Sin embargo, las propuestas regulatorias actuales contemplan el lanzamiento de más de 1,7 millones de nuevos satélites, una cifra que, según un reciente estudio del Observatorio Europeo Austral (ESO), tendría “consecuencias devastadoras” para la observación del universo.
El trabajo, liderado por el astrónomo Olivier Hainaut del ESO y aceptado para publicación en la revista Astronomy & Astrophysics, es el primero en cuantificar de forma integral el efecto combinado de estas grandes constelaciones sobre el brillo del cielo nocturno. No solo considera las estelas luminosas que dejan los satélites al cruzar el campo de visión de los telescopios, sino también cómo la luz reflejada incrementa el brillo de fondo del cielo, dificultando la detección de galaxias lejanas, exoplanetas similares a la Tierra o asteroides potencialmente peligrosos.
“Hasta ahora lo hemos conseguido, pero está empeorando”, afirma Hainaut. Aunque empresas como SpaceX han implementado medidas para reducir el brillo de sus satélites, las propuestas actuales van “más allá del límite” de lo que la astronomía puede soportar.
Las simulaciones del estudio muestran que una exposición de dos horas con el Very Large Telescope (VLT) de ESO registraría decenas de estelas de satélites por imagen, con pérdidas de hasta el 28 % del campo de visión. En instrumentos de gran campo como la cámara del Observatorio Vera C. Rubin, gran parte de las imágenes podrían quedar inutilizadas durante varias horas cada noche.
“Los satélites, iluminados por el Sol, son mucho más brillantes que las galaxias lejanas. Cuando uno cruza el campo que observamos, deja una estela brillante en la imagen y arruina la observación del objeto situado detrás”, explica Hainaut.
El estudio presta especial atención a los planes de Reflect Orbital, que busca desplegar una constelación de satélites equipados con espejos para reflejar luz solar durante la noche. La empresa planea lanzar un satélite de prueba (Eärendil-1) en 2026 y alcanzar una flota de hasta 50.000 unidades en 2035. La FCC ya aprobó las operaciones de radio para el primer satélite de prueba.
Según los cálculos, estos serían los satélites más brillantes jamás puestos en órbita. Desde el interior de uno de sus haces reflejados, un satélite podría verse cuatro veces más brillante que la Luna llena. Incluso fuera del haz directo, cada uno brillaría como Venus y elevaría entre tres y cuatro veces el brillo general del cielo nocturno. Con la constelación completa, muchas imágenes astronómicas resultarían inutilizables.
UN LÍMITE
Los investigadores concluyen que, para preservar las observaciones con telescopios modernos, no deberían orbitar la Tierra más de 100.000 satélites lo suficientemente tenues (más débiles que la magnitud visual 7) como para resultar invisibles a simple vista. “No es un número fijo; claramente preferiría 50.000”, señala Hainaut. “Pero 100.000 causa pérdidas a un nivel similar a otras pérdidas técnicas, como fallos de equipamiento”.

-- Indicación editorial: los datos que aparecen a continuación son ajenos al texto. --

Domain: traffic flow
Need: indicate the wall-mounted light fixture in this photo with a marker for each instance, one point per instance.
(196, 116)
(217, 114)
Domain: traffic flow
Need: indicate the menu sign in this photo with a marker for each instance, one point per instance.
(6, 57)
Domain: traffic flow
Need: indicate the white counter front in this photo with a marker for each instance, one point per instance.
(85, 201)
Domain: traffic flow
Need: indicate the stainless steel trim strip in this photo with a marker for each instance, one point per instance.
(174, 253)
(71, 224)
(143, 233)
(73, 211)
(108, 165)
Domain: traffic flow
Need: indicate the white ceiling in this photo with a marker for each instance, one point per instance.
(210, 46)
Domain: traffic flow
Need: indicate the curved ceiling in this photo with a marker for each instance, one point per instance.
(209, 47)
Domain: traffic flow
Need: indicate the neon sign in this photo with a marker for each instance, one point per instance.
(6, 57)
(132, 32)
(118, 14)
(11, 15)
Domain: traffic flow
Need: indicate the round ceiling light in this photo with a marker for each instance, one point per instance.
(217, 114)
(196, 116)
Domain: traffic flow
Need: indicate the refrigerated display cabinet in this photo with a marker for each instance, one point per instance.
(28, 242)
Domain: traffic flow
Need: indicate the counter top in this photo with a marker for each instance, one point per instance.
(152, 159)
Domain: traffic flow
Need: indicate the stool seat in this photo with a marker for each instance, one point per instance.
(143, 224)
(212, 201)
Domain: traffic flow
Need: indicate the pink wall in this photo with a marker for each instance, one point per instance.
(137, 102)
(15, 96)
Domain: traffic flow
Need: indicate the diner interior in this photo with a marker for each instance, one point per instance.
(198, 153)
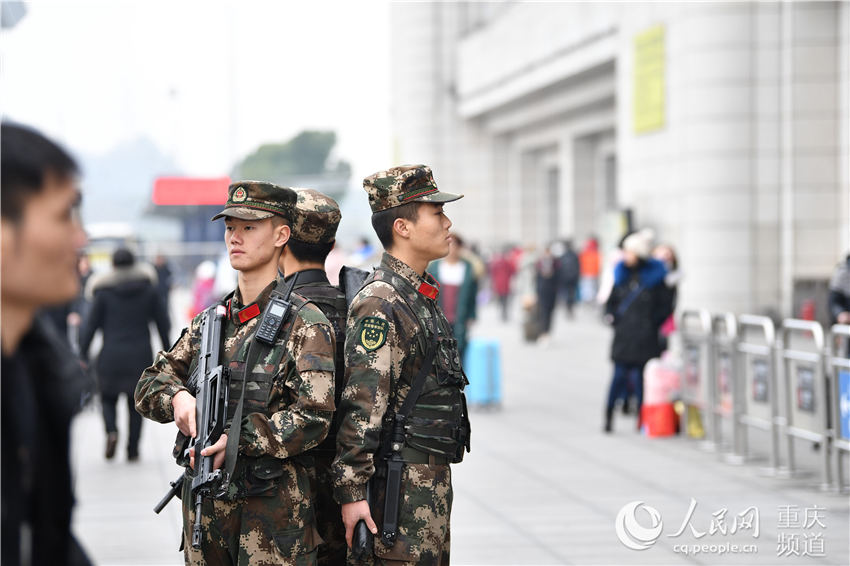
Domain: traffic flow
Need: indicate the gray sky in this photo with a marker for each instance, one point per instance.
(206, 81)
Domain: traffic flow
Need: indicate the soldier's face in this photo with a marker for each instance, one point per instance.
(430, 233)
(253, 244)
(39, 261)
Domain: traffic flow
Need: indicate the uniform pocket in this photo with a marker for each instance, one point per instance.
(423, 516)
(295, 542)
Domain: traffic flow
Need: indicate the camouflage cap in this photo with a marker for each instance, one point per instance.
(315, 217)
(255, 200)
(403, 184)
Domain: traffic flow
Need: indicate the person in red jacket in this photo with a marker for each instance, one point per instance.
(589, 269)
(502, 271)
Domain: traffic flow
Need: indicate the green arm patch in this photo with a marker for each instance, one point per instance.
(372, 333)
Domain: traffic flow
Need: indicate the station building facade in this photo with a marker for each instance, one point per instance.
(724, 127)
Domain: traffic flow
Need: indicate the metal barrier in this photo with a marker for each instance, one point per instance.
(806, 390)
(723, 384)
(759, 401)
(697, 397)
(839, 366)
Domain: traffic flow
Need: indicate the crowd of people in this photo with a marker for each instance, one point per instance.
(346, 401)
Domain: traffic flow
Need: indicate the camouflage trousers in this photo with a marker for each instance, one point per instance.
(424, 536)
(328, 514)
(277, 527)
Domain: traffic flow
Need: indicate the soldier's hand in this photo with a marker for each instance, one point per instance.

ESO, junto con la Royal Astronomical Society y la Unión Astronómica Internacional, ha presentado alegaciones ante la Comisión Federal de Comunicaciones de EE.UU. (FCC), que evalúa solicitudes de SpaceX y Reflect Orbital. “Para la astronomía óptica esto es una amenaza existencial”, afirma Betty Kioko, responsable de coordinar la respuesta de ESO.

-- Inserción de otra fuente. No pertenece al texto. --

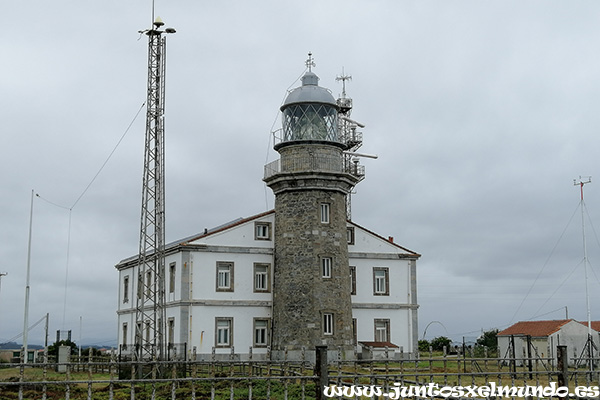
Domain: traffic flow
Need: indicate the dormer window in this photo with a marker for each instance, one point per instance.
(262, 231)
(324, 213)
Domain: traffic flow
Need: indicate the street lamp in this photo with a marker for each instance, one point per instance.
(1, 275)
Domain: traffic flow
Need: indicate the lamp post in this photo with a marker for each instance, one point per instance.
(1, 275)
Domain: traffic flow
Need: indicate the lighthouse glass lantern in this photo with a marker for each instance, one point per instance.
(310, 113)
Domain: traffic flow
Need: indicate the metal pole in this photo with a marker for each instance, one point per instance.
(26, 313)
(585, 262)
(1, 275)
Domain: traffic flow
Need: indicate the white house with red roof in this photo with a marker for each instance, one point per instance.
(219, 284)
(543, 338)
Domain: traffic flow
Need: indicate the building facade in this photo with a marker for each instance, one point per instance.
(219, 291)
(303, 275)
(539, 339)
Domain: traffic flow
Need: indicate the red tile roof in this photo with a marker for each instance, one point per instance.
(535, 328)
(380, 345)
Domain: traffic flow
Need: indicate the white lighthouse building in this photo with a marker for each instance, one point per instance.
(279, 283)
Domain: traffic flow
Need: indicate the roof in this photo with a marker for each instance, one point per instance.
(390, 240)
(239, 221)
(535, 328)
(379, 345)
(207, 232)
(595, 325)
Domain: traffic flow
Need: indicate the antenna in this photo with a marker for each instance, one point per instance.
(310, 62)
(150, 306)
(581, 182)
(343, 78)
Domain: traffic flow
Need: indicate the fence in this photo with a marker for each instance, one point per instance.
(96, 378)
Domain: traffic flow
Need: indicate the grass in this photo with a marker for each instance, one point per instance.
(447, 371)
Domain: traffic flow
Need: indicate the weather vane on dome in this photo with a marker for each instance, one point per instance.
(310, 62)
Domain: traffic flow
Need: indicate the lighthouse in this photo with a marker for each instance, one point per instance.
(311, 181)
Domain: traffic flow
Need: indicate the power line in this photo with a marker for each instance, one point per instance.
(70, 209)
(544, 266)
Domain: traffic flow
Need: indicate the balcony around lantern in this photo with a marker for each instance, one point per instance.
(317, 164)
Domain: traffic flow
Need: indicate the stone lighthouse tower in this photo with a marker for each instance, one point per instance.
(311, 180)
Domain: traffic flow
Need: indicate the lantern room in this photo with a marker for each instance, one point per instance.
(309, 113)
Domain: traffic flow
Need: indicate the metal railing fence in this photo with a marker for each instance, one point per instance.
(109, 378)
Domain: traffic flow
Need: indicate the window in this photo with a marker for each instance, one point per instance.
(324, 213)
(170, 330)
(262, 231)
(350, 234)
(261, 332)
(327, 324)
(223, 334)
(172, 271)
(224, 276)
(381, 281)
(261, 278)
(124, 341)
(126, 289)
(326, 265)
(382, 330)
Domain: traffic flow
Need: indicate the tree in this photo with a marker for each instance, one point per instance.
(440, 342)
(488, 339)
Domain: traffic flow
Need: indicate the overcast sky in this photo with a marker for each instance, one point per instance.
(482, 114)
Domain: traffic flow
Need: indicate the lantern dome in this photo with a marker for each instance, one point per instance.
(310, 112)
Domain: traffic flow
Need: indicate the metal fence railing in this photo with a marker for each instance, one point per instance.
(110, 378)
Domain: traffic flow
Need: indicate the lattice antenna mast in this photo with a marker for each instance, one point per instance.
(150, 309)
(581, 182)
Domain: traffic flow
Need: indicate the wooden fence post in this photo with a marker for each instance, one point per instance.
(562, 366)
(321, 371)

Las megaconstelaciones no solo afectan a la investigación científica. Los lanzamientos frecuentes y la reentrada de satélites al final de su vida útil generan impactos adicionales en la calidad del aire, los ecosistemas y los ritmos biológicos de la vida silvestre.
El estudio llega en un momento de expansión acelerada: SpaceX ha solicitado autorización para hasta 100.000 satélites adicionales en su constelación Gen3, además de otros planes ambiciosos.